(The Graduate University for Advanced Studies, School of Cultural and Social Studies,
Kingship, Church, Commoner, Tonga, Fundraising, Obligation, Duty,
The Tongan local community and church have often organized programs of fundraising events. Much of the household income comes from remittances from overseas relatives. Such cash income is spent to support daily living and donation to the community and church.
In this paper, I focus on the money collecting systems in the ‘Eua island, located just a few kilometers off the south-eastern tip of Tongatapu. In an ‘Eua village, there are two types of money collecting systems: church-based (fakasiasi) and residential area -based (fakafonua). I examine how villagers use these systems in relation to Tongan traditional conception of commoner’s obligation or duty (fatongia). Fatongia means providing labor and food to chiefs as tribute. I first review anthropological research on Tongan fatongia. Researchers have understood fatongia not only as obligation and duty but also as reciprocity. I then illustrate some villagers’ behaviors concerning fakasiasi and fakafonua in village life. According to my own field data, cash contribution based on fakasiasi was more efficiently collected than fakafonua. This difference depended on who served as the administrator in the community.

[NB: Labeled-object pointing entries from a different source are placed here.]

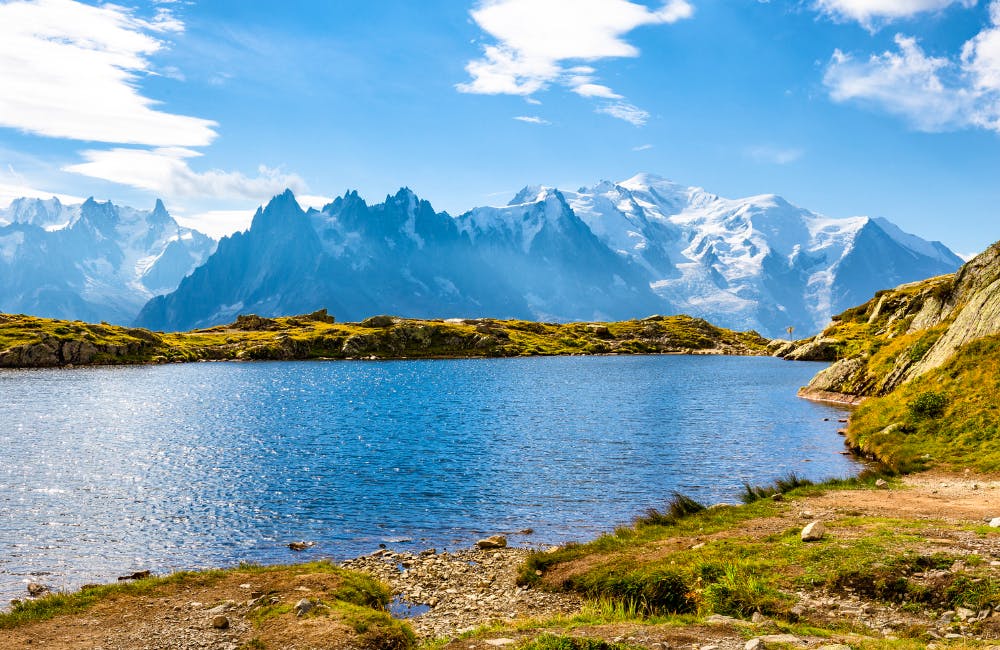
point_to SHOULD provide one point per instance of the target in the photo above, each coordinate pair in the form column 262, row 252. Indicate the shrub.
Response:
column 650, row 591
column 928, row 405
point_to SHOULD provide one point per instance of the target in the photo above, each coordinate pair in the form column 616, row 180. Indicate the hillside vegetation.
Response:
column 905, row 332
column 925, row 360
column 27, row 341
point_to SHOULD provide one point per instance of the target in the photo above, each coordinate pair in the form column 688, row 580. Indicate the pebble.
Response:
column 813, row 532
column 496, row 541
column 304, row 606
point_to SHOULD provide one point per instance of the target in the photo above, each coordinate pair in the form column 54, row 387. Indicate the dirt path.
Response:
column 472, row 588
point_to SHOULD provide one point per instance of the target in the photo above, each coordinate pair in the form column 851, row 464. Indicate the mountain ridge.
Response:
column 610, row 252
column 91, row 261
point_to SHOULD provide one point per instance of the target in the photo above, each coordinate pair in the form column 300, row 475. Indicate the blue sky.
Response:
column 879, row 107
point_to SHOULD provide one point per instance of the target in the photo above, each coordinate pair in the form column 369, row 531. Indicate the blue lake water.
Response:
column 105, row 471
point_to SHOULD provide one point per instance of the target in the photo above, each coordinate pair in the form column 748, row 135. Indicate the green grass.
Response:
column 356, row 588
column 739, row 574
column 558, row 642
column 679, row 507
column 791, row 482
column 317, row 335
column 949, row 417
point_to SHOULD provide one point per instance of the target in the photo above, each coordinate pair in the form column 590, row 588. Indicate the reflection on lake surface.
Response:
column 110, row 470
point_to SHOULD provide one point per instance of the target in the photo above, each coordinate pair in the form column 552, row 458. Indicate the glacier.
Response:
column 91, row 261
column 612, row 251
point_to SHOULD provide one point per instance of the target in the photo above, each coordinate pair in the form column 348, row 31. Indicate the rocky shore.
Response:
column 460, row 591
column 470, row 598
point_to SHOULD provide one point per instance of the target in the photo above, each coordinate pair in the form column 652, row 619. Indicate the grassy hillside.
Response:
column 27, row 341
column 948, row 417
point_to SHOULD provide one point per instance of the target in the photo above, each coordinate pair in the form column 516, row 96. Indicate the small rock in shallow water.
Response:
column 138, row 575
column 496, row 541
column 35, row 589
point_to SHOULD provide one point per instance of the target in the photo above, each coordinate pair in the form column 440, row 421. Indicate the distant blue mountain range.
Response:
column 609, row 252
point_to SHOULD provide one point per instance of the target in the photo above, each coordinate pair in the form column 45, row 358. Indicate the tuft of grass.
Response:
column 792, row 481
column 363, row 590
column 739, row 591
column 559, row 642
column 679, row 507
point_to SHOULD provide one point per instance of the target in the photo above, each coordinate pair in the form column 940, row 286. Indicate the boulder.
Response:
column 814, row 531
column 378, row 321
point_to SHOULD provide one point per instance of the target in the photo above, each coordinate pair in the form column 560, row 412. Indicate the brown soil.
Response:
column 179, row 615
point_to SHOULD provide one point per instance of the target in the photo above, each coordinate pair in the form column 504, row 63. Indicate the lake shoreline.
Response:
column 477, row 597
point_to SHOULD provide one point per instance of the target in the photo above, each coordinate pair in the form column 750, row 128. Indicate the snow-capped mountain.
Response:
column 92, row 261
column 613, row 251
column 758, row 262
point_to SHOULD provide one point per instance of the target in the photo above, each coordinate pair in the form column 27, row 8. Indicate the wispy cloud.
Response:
column 625, row 111
column 774, row 155
column 165, row 171
column 933, row 93
column 537, row 42
column 14, row 186
column 532, row 119
column 71, row 70
column 870, row 13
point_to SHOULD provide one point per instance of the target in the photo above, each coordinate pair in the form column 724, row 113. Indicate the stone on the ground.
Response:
column 719, row 619
column 813, row 532
column 787, row 639
column 304, row 606
column 496, row 541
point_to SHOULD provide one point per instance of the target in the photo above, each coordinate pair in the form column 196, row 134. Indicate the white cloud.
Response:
column 532, row 119
column 933, row 93
column 774, row 155
column 537, row 39
column 71, row 70
column 165, row 172
column 625, row 111
column 217, row 223
column 870, row 12
column 595, row 90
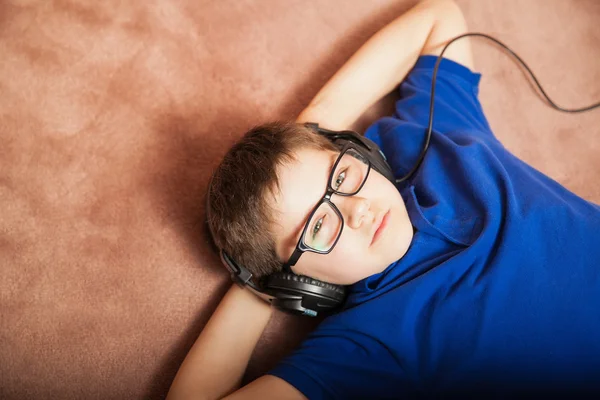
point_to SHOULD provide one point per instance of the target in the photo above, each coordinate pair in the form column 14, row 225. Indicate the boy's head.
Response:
column 267, row 185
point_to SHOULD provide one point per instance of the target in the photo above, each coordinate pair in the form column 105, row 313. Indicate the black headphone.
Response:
column 298, row 294
column 303, row 295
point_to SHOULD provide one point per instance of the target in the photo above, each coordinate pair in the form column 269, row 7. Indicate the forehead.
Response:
column 302, row 182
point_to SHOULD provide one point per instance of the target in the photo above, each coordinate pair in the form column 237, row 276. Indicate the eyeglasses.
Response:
column 325, row 223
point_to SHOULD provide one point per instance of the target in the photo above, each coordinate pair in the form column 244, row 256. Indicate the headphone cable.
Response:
column 437, row 64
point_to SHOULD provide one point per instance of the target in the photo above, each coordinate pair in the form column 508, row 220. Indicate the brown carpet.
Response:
column 114, row 113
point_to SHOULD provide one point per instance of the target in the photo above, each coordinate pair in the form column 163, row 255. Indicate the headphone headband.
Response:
column 300, row 294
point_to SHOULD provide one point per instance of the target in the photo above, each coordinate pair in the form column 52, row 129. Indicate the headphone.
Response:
column 298, row 294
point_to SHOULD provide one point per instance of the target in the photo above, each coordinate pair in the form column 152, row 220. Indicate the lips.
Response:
column 380, row 227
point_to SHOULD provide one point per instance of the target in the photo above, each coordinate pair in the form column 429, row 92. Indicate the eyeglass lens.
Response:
column 325, row 225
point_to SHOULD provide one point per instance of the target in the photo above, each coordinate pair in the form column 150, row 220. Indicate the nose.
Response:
column 355, row 210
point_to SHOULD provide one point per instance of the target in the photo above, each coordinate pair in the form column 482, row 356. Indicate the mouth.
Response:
column 381, row 224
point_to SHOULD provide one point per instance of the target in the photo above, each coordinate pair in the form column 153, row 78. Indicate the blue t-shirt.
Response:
column 500, row 288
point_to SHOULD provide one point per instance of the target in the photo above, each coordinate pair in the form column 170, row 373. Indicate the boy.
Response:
column 478, row 274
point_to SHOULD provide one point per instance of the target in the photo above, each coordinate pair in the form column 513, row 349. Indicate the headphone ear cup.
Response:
column 300, row 294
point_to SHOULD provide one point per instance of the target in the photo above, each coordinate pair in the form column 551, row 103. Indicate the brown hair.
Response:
column 240, row 215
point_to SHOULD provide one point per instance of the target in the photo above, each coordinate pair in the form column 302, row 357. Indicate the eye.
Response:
column 340, row 179
column 317, row 226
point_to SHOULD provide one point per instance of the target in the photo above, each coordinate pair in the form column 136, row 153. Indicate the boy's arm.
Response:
column 216, row 362
column 385, row 60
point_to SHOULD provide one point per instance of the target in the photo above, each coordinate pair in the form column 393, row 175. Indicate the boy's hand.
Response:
column 215, row 365
column 385, row 60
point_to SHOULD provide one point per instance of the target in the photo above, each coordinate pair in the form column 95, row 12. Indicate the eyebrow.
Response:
column 304, row 221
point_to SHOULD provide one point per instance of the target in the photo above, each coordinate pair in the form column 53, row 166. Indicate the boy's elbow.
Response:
column 449, row 23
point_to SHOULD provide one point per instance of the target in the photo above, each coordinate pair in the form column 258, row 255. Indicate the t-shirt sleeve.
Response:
column 456, row 105
column 457, row 112
column 342, row 365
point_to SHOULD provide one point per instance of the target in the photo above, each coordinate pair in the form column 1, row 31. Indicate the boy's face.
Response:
column 356, row 255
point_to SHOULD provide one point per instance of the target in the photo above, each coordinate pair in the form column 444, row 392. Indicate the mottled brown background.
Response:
column 113, row 114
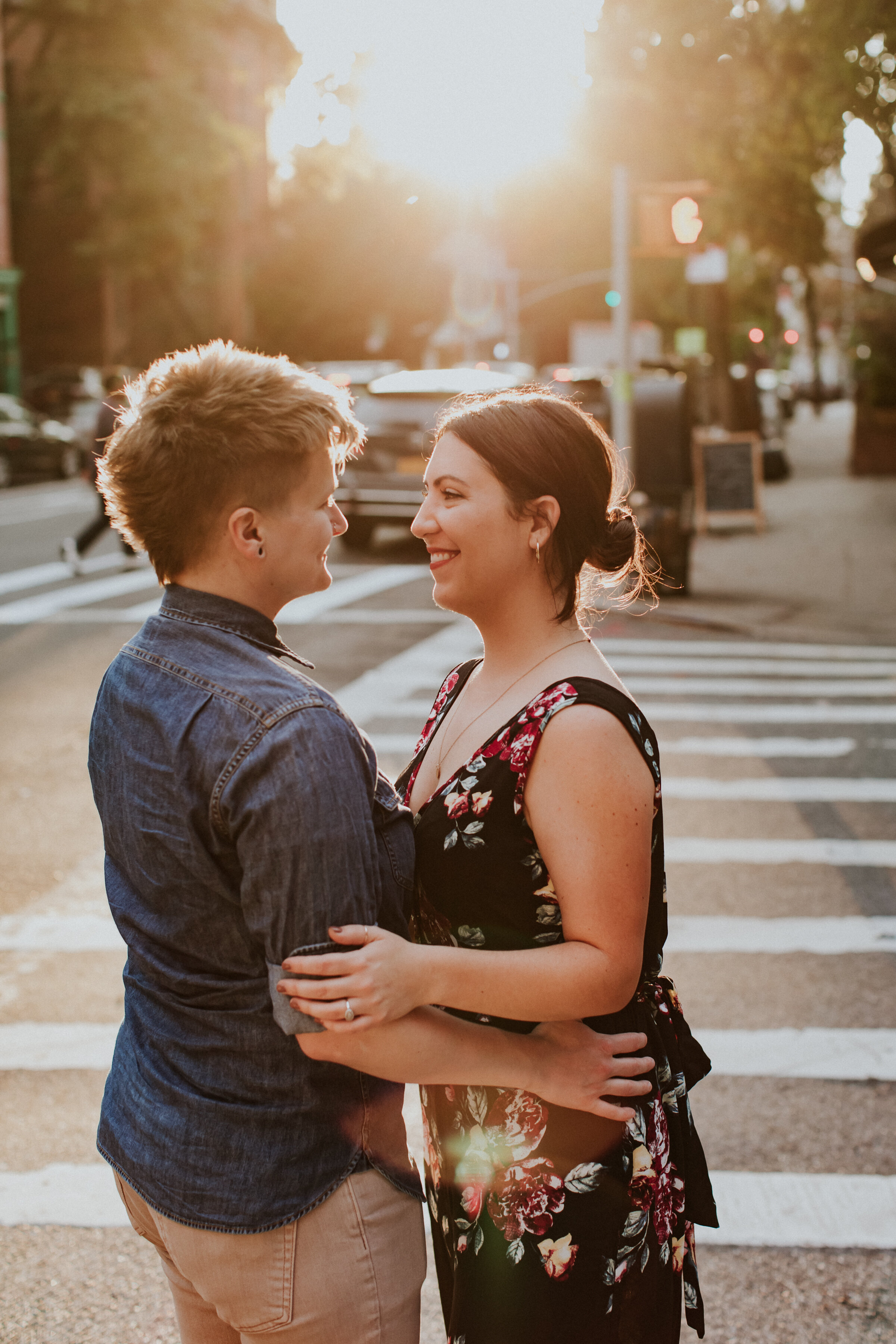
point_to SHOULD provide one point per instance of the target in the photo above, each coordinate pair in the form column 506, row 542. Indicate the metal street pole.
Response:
column 10, row 277
column 621, row 393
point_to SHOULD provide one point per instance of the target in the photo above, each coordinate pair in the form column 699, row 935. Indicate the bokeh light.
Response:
column 463, row 92
column 685, row 221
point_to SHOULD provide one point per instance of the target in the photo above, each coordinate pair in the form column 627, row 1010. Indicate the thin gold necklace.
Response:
column 445, row 750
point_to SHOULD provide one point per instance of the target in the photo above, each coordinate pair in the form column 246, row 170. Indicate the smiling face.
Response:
column 477, row 549
column 298, row 533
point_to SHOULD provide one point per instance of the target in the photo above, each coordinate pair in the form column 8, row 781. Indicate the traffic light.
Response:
column 668, row 218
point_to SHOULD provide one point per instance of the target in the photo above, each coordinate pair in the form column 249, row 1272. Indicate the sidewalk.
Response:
column 827, row 564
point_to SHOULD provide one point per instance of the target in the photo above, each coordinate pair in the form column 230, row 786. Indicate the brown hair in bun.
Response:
column 536, row 443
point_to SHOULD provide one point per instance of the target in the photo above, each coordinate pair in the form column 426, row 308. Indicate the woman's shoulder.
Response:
column 581, row 691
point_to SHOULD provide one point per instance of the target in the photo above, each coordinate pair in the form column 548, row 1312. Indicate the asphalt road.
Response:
column 789, row 1116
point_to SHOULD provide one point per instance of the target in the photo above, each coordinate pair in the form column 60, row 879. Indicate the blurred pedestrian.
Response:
column 74, row 548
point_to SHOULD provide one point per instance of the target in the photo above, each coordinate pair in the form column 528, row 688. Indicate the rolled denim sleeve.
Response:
column 300, row 811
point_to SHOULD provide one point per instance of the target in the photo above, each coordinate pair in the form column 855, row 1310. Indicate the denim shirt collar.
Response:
column 197, row 608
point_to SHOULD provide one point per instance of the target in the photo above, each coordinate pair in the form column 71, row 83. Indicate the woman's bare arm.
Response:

I argue, from a historical point of view, that King Tupou I tried to change the traditional political relationship between the chief and his people. In Tonga, the chief has traditionally been viewed as authority in religion and land by commoners. Therefore, fatongia to the chief has been considered as commoners’ duty. But recently, the commoners appear to incline more toward church leaders than local administrators. This reflects on how differently commoners react to fakasiasi and fakafonua in the context of modern Tonga. As a concluding remark, I would like to redefine fakasiasi and fakafonua in the money collecting system; fakasiasi depends on more internal moral principles rather than fakafonua.